- From: Eric S. Johansson <esj@harvee.org>
- Date: Tue, 15 Mar 2011 21:16:28 -0400
- To: public-xg-htmlspeech@w3.org
On 3/15/2011 5:11 PM, Olli Pettay wrote: > On 03/15/2011 09:57 PM, Young, Milan wrote: >> I agree with Robert that the Mozilla proposal doesn't feel very >> "open". I'd further suggest that the Google speech proposal has >> similar properties. >> >> In both cases, there is a tight coupling between the browser and >> speech service that is outside of W3C and IETF turf. This closed >> model has all of the usual implications such as: >> * A cross-product of >> integrations across UA and SS > If Nuance has a public web based speech service and it exposes > the API for it, browsers > could use it as a default speech engine when the device is online. > Or browsers could use some other engine. We need the same API for both local and remote speech recognition engines. If you want to see the kind of things people are doing today speech recognition APIs take a look at vocola, and dragonfly http://vocola.net/ http://code.google.com/p/dragonfly/ These are two toolkits in very heavy use within the technically capable speech recognition community.

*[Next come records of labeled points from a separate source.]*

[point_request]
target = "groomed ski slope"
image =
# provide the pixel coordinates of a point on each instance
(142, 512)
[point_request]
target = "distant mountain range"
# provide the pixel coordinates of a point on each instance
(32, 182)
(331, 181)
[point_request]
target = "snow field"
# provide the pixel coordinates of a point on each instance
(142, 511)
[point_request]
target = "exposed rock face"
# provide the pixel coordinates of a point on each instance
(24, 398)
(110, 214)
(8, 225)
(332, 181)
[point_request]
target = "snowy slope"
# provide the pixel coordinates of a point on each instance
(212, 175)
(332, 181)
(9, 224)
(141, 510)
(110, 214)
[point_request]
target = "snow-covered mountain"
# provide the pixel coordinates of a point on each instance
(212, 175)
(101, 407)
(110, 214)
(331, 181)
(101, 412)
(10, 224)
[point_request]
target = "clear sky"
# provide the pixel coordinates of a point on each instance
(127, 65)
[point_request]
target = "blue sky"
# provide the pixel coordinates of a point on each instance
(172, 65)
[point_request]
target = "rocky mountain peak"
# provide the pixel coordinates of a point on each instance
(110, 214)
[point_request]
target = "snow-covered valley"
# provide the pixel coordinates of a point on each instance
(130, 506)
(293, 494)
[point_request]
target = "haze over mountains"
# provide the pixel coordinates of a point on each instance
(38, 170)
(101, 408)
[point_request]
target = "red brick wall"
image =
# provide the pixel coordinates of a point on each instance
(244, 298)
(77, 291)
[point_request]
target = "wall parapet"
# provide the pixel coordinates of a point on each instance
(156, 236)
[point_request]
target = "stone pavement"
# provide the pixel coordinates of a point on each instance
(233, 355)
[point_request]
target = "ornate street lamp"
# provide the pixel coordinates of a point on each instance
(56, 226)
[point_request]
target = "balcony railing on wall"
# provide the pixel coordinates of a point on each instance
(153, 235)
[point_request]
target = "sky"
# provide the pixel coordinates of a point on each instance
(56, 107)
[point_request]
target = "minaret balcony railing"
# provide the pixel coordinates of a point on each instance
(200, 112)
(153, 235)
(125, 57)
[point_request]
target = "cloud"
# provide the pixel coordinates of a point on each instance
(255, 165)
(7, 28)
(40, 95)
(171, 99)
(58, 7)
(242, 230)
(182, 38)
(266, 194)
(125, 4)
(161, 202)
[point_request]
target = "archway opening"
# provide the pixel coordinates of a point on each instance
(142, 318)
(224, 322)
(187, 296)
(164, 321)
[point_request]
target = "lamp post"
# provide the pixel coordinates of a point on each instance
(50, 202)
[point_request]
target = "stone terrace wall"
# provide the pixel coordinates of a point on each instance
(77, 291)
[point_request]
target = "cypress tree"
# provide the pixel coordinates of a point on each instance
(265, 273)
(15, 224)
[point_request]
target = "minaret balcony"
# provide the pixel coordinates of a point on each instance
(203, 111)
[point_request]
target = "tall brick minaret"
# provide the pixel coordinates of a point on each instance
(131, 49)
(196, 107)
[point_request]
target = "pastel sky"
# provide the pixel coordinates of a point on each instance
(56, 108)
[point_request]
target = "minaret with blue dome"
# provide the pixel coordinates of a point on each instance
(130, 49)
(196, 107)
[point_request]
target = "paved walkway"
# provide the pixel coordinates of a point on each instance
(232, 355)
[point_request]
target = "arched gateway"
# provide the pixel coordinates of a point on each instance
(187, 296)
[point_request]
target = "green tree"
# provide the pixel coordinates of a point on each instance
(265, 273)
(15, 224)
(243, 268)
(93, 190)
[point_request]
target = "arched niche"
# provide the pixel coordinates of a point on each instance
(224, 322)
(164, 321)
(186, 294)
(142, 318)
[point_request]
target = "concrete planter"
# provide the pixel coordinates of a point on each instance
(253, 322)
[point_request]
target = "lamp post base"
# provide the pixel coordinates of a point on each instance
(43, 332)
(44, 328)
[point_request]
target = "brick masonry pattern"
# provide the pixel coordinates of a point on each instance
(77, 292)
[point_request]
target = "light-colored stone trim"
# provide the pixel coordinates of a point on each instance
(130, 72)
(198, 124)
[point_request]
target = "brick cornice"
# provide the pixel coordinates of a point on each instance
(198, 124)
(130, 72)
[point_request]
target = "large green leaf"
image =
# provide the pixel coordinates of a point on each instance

The nuance Visual Basic toolkit has a vanishingly small pickup because it can't do the kind of things we need. I find it ironic that you can't write Visual Basic code using NaturallySpeaking yet nuance expects its customers to use it to enhance speech recognition interfaces. at least with the technical community managed to build a tool which lets folks create Python, Java, and I think JavaScript. It's called voicecode. http://sourceforge.net/projects/voicecode/ Whatever you do for API, we have a demonstrated need for to support projects of a level of complexity comparable to voice code. simple stuff won't cut it. If you want to hear about the politics of the underlying natlink API, e-mail me directly. A second issue with the APIs is I don't see any mechanism for local per user customization of the speech user interface. I've raised this in the context of accessibility but it's also a valid concern for third-party vendors who come up with a better way to implement or expand an interface for application. this capability is essential for the speech recognition dependent disabled and important to the third-party product community. There's a lot of prior experience out there, you just need to ask. :-) --- eric
Received on Wednesday, 16 March 2011 01:17:13 UTC